Spotlight e o jornalismo investigativo
O jornalismo está em crise. Essa foi a primeira frase que ouvi dos professores da faculdade quando comecei o curso. O modelo tradicional da imprensa vem bambeando - principalmente se pensarmos no jornalismo impresso*.
Nesse contexto, reportagens investigativas - como a retratada em Spotlight - Segredos Revelados - são raras. Faltam espaço, quase sempre tomado por enormes propagandas, e tempo. As redações prezam pelo "ao vivo", pelo imediatismo mais do que tudo em tempos em que qualquer pessoa pode fazer um registro e jogar nas redes sociais.

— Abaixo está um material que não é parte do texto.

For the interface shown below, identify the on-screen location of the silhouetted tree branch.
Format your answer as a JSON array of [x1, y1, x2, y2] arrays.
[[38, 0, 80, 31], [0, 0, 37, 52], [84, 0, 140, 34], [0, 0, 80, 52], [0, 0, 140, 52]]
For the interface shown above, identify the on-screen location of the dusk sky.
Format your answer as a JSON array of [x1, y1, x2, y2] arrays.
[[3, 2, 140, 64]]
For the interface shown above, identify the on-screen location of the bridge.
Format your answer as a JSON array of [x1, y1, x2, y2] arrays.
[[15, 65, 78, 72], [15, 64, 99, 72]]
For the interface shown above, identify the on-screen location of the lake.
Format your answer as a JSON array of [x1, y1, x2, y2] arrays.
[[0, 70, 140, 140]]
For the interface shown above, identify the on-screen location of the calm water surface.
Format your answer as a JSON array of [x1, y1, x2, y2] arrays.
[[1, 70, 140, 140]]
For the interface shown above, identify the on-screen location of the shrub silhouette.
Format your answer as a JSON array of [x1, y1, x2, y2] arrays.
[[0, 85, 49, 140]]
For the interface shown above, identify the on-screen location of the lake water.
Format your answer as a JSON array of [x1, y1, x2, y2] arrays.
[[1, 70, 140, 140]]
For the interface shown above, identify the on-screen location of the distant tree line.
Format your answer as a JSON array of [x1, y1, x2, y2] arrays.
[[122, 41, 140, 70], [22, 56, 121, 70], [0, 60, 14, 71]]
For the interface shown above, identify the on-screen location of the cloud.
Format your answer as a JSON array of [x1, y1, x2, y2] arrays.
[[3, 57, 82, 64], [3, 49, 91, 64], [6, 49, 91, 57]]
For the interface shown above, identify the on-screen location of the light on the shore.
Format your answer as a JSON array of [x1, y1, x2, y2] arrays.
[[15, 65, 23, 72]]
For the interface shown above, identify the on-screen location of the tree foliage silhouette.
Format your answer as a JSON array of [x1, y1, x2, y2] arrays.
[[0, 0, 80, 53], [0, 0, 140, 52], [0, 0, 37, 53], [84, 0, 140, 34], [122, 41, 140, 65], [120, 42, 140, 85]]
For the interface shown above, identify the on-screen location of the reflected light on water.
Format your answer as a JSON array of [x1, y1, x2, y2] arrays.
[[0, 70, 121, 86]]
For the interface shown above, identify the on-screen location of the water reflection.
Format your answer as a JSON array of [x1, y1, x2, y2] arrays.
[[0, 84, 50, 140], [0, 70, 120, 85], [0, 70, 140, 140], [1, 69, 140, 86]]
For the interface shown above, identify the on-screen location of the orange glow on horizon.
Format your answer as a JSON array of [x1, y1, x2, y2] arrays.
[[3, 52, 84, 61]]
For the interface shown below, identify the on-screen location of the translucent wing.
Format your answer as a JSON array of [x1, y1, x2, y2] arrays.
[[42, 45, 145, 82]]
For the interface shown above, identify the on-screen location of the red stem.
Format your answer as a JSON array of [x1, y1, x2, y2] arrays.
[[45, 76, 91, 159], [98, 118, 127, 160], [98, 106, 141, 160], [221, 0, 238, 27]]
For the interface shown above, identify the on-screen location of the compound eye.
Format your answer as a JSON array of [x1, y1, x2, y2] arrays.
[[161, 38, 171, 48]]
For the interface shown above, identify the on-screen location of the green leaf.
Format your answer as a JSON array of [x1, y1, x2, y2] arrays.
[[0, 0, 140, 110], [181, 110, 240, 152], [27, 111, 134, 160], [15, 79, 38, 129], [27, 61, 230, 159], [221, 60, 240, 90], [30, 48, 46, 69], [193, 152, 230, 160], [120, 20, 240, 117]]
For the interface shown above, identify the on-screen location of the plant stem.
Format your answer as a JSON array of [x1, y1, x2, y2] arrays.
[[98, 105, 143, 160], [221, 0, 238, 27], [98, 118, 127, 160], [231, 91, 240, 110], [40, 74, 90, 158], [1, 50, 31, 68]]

Assim, muitos erros também acontecem: matérias compartilhadas sem apuração, boatos etc, etc.
Em Spotlight - indicado na categoria de melhor filme no Oscar -, conhecemos a reportagem publicada pelo Boston Globe no início dos anos 2000 sobre cerca de 70 padres (inicialmente) acusados de pedofilia e que foram acobertados pela Igreja Católica e por seus advogados. A reportagem recebeu o Prêmio Pulitzer na época em que foi publicada. “O grande poder da imprensa, algo que eu, como um 'civil', não seria capaz de fazer, é questionar as pessoas sobre como elas foram abusadas, como aconteceu... Se é importante, tem que ser dito", afirma o diretor do longa Thomas McCarthy, em entrevista.
O filme ganhou o SAG Awards de melhor elenco no último dia 30.
A Ponte Jornalismo, fundada com apoio institucional da Agência Pública, tem como três principais segmentos segurança pública, justiça e direitos humanos. Os jornalistas que colaboram com o projeto formam um coletivo, também livre de interesses econômicos e políticos que acabariam por prendê-los a determinada abordagem. Duas reportagens recentes produzidas pela Ponte chamam a atenção: "Após três anos, chacina do Jardim Rosana vira símbolo da impunidade da PM de SP" e "As veias abertas da Faculdade de Medicina da USP".
Ilustração: Vitor Flynn/Revista Adusp
Essas iniciativas (e várias outras não citadas, como o Jornalistas Livres) não buscam somente o aprofundamento e a produção de reportagens de cunho investigativo, mas também uma nova forma de financiar o fazer jornalístico. Assim, o jornalismo se transforma e se adapta aos novos anseios e demandas do público que pede por caminhos, rostos e vozes diferentes.
* Vale a leitura de "A crise do jornalismo investigativo nos EUA".